“Mandela for President” is the latest would-be entrant to the maelstrom of political parties springing up in response to the decline in the ANC’s dominance.

The new party’s attempt at registration was rejected by the Electoral Commission of South Africa. Its leader, former ANC MP Boy Mamabolo, failed to meet the registration requirements to form a political party — also known as a get-rich-quick scheme for mediocre and talentless outcasts. Former EFF and MK frontman Floyd Shivambu is “consulting” on the formation of his new outfit, Mayibuye.
The fragmentation of the South African political arena is under way, and Build One South Africa (Bosa) leader Mmusi Maimane warns that it is a recipe for political and social instability. He is not wrong.
The multiparty coalitions in local government and the associated instability are a painful example of this. The City of Joburg has had 10 mayors in eight years.
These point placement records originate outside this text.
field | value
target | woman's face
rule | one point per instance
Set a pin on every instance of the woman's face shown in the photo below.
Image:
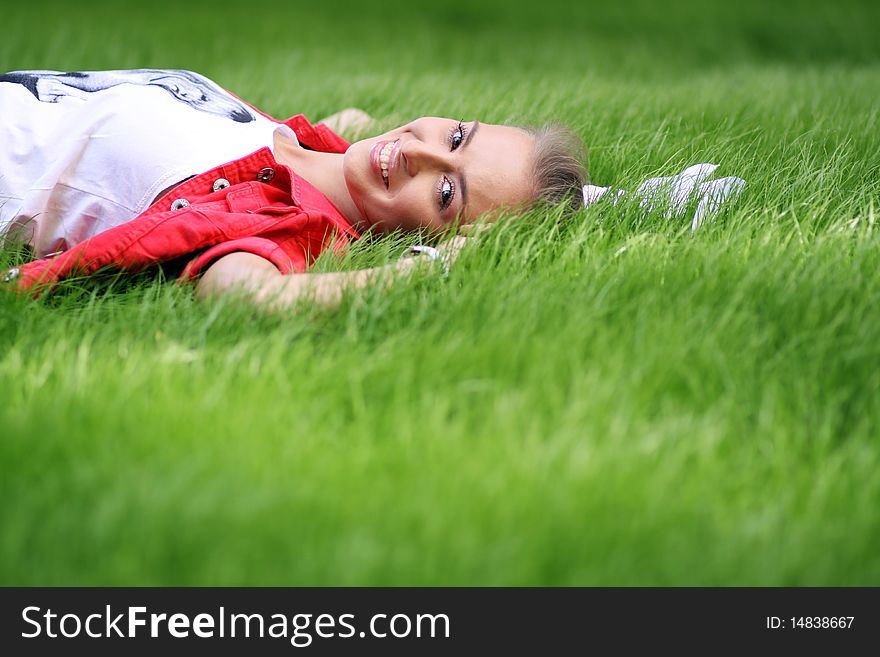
(431, 171)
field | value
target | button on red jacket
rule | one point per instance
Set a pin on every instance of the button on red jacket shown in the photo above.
(267, 210)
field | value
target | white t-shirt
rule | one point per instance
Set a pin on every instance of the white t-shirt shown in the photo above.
(83, 152)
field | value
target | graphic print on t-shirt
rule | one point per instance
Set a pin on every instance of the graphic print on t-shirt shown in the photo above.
(187, 87)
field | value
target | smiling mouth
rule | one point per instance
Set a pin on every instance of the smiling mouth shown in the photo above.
(384, 156)
(385, 160)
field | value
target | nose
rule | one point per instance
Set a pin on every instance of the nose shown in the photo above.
(421, 156)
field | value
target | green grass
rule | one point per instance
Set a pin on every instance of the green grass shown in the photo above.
(612, 401)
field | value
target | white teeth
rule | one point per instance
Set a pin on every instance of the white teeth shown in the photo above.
(384, 159)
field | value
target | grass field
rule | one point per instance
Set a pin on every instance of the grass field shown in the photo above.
(609, 402)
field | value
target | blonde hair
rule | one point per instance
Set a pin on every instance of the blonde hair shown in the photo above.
(559, 166)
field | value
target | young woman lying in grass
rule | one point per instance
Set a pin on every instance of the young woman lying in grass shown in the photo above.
(128, 169)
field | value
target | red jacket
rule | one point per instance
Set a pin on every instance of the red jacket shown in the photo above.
(253, 204)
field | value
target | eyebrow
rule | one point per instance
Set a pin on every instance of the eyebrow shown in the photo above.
(467, 140)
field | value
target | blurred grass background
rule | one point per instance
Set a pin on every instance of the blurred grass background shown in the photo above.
(613, 401)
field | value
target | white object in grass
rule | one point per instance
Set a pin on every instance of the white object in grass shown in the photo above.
(674, 193)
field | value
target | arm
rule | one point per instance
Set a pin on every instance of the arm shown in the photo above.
(259, 281)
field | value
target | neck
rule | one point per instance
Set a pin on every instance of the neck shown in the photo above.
(323, 171)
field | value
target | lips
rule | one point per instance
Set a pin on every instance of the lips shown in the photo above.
(390, 152)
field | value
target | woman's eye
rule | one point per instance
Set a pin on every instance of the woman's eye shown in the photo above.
(458, 135)
(446, 192)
The consequence is the near-collapse of services in the country’s highest-budget city.
Legislative interventions have been proposed to bring the number of small political parties in councils under control, through the introduction of thresholds. But there is doubt as to whether these will become law in time for the 2026/2027 local government election.
Maimane, a former DA leader who obtained his doctorate in governance and public management from the University of Johannesburg last week, is moving to bring together political parties to occupy what he sees as a vacuum being left by the ANC at the centre of the political landscape.
“The first thing to celebrate,” he tells the FM, “is that South Africa is moving away from the freedom narrative to governance questions, for the first time. No longer can we discuss ‘Amandla’ and the history of struggle.
“That was easy to do two cycles ago, even the last cycle of local elections. Today, the inherent and focal question is about how you govern, and how you govern in a way in which you deliver and grow the economy.”
Over the weekend, erstwhile liberation movements from across the region met for the Liberation Movements Summit — an exercise in nostalgia and an attempt to mask many of the shattered dreams that followed their rise to power.
President Cyril Ramaphosa bemoaned the threat to the transformation agenda, but paid only lip service to the crucial factors empowering naysayers of transformation — corruption and the erosion of credibility of former liberation movements not only in this country, but across the region.
“I frame it as a maturation from liberation to governance,” says Maimane. “The liberation parties got together this weekend. They would want to tell everybody that for you to be in the liberation party, you are being freed from something. They have an ideological framework.
“Now the discussion we need to have is that parties which agree on an economic framework to take the country forward must gather together to offer South Africans an alternative.”
The reality is that splinter parties from the ANC — such as the EFF and MK — are shifting the ANC further to the left, and towards the more populist end of the political spectrum. Maimane says this is out of touch with the views of the vast majority of ordinary South Africans.
A new movement must rise to reclaim the political centre once so successfully held by the ANC
A new movement must rise to reclaim the political centre once so successfully held by the ANC, particularly during former president Thabo Mbeki’s tenure, when the ANC received a two-thirds majority in electoral support.
“I think there are ANC voters who sit in the centre who need to think hard about who they vote for. If we give them the alternative, I’m convinced they will move across because the ANC in its starting frame used to be the party that could hold the centre.
“Now, it doesn’t because it’s been marred by too many misgovernance issues and it will continuously slide towards the left, because it has an interest in attracting EFF and MK voters back,” Maimane says.
A similar attempt was made ahead of the general election last year, when opposition parties clubbed together, though they contested the poll under their own steam. The DA-led process to form the multiparty charter ahead of the 2024 election was scuppered by Jacob Zuma’s black-swan entry onto the IEC scoreboard in 2024, leading to the formation of the current government of national unity.
Maimane also sought to bring together independent candidates under his Bosa umbrella for the 2024 election, and managed to win two seats in the National Assembly. Maimane envisions an initiative to unite political parties contesting the 2026/2027 local election, develop a strong economic offering to put to the electorate, and to come together under one umbrella, with a single name on the ballot.
This would effectively mean a host of parties collapsing into one. It is a gigantic task, given that very few political parties are really in it for the voters, but one that Maimane is pursuing. He says talks are in their early stages, but details will be revealed as the election draws closer.
Whether it will succeed remains to be seen, but Maimane makes a telling point: splinters from the ANC entering the system are unlikely to change much or shift the needle on South Africa’s dismal economic trajectory.
“There is no centrist organising group of political parties working together to create an economic model that will work for citizens. That is the dialogue we need to have. Come 2026 or 2029, as the ANC declines by whatever percentage it declines, we need to answer the question: where does that percentage go?
“If it simply goes to MK (as happened in 2024) or the EFF, all of these versions that [stem] from the ANC would end up governing [in much] the same way as the ANC. We can’t just keep saying, OK, the best solution we have for this country is to get ANC people to start new things all the time.
“The personalities and the colours of these new ANC splinter parties might change, but the politics and the governance remain the same.”
This marks the true disaster of South Africa’s post-democratic political trajectory.